All times listed in U.S. Central Time
7:28 a.m.: Monitoring alerts indicated that Eptura exceeded its storage capacity.
7:34 a.m.: An incident was reported, prompting Eptura to start investigation.
7:53 a.m.: Eptura updated the Visitor status page to reflect the incident and investigation.
11:03 a.m.: Eptura identified the root cause and implemented measures to mitigate the service disruption.
12:10 p.m.: Eptura redeployed API nodes to allocate additional server resources.
12:18 p.m.: System performance remained impacted due to a backlog of pending API requests.
1:11 p.m.: Eptura confirmed that the backlog cleared and resumed monitoring.
4:33 p.m.: Following a successful monitoring period, Eptura marked the incident as resolved.

Total Duration of Event:
9 hours, 5 minutes

Preventive Action:
We have implemented automated storage cluster cleanup processes and enhanced monitoring, and will continue to examine both manual and automated enhancements to optimize cluster sizing and management moving forward.

Posted Sep 04, 2024 - 16:05 UTC

Resolved

We have completed remediation and confirmed that all queues have returned to normal volumes and performance has stabilized. We will continue to closely monitor the status during our root cause analysis and will release our findings as a final update to this incident within
10 business days.

Posted Aug 01, 2024 - 21:33 UTC

Update

We are continuing to monitor the processing of API requests, Next update will be 23:00CEST

Posted Aug 01, 2024 - 19:14 UTC

Monitoring

We have allocated additional server resources to expedite recovery and are redeploying API nodes to initiate this change. We continue to monitor progress. we will monitor the incident until further notice. next update at 21:00 CEST.

Posted Aug 01, 2024 - 18:10 UTC

Update

While we have addressed the initial root cause of the disruption, performance continues to be affected due to the volume of pending API requests backlogged. We have allocated additional server resources to expedite recovery and are redeploying API nodes to initiate this change. We continue to monitor progress and will post our next update at 20:00 CEST.

Posted Aug 01, 2024 - 17:18 UTC

Update

We are pleased to report that we have identified the root cause and are implementing mitigations to address the service disruption. Please allow time for these updates to populate through the infrastructure, as service stabilizes you may still experience intermittent disruption. Updates will be provided as we continue to monitor, next update will be issued at 19:00 CEST

Posted Aug 01, 2024 - 16:03 UTC

Identified

A potential root cause of the issue has been identified. Our engineering and infrastructure teams are working towards implementing a solution to restore the service as soon as possible.

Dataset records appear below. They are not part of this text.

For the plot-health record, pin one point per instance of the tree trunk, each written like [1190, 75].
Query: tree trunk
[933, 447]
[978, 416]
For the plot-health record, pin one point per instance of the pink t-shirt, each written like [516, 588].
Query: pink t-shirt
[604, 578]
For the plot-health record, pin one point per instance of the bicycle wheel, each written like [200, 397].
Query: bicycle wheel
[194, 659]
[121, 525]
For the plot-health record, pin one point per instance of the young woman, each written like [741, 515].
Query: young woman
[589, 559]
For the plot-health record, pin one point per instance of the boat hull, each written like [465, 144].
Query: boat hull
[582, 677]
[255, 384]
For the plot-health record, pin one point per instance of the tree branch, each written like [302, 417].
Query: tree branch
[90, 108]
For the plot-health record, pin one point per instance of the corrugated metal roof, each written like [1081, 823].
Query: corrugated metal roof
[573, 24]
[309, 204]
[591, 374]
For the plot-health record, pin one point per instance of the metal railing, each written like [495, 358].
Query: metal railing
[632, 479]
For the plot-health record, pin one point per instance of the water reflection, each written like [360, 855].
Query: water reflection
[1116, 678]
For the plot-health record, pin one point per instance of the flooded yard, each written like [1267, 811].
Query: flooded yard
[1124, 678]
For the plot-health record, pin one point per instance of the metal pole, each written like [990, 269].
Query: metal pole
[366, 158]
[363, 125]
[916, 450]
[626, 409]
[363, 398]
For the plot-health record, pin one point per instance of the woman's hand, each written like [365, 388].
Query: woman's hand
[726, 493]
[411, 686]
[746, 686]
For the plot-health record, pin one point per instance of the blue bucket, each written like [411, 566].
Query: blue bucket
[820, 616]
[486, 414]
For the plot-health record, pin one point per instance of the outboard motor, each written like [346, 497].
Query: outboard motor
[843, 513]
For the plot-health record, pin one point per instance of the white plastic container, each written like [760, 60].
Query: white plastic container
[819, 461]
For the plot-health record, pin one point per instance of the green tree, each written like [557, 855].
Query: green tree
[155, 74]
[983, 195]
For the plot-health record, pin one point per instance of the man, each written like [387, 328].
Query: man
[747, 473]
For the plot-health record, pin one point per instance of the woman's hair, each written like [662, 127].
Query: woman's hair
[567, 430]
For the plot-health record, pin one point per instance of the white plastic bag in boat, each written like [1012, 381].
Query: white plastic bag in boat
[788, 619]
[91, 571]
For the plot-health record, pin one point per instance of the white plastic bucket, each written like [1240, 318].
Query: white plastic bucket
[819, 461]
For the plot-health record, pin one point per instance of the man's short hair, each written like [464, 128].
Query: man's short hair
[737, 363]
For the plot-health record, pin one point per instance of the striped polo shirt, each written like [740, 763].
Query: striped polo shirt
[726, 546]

Posted Aug 01, 2024 - 14:19 UTC

Update

We are continuing to investigate this issue.

Posted Aug 01, 2024 - 13:13 UTC

Investigating

We are currently investigating reports of user authentication failures across the platform.

Posted Aug 01, 2024 - 12:53 UTC

This incident affected: Dashboard, iPad app, Browser-based Kiosk, SMS, Mail, Slack, Skype for Business, API, Webhooks, Box integration, Dropbox integration, OneDrive integration, Calendar integration, Salesforce integration, Exports, and Proovr.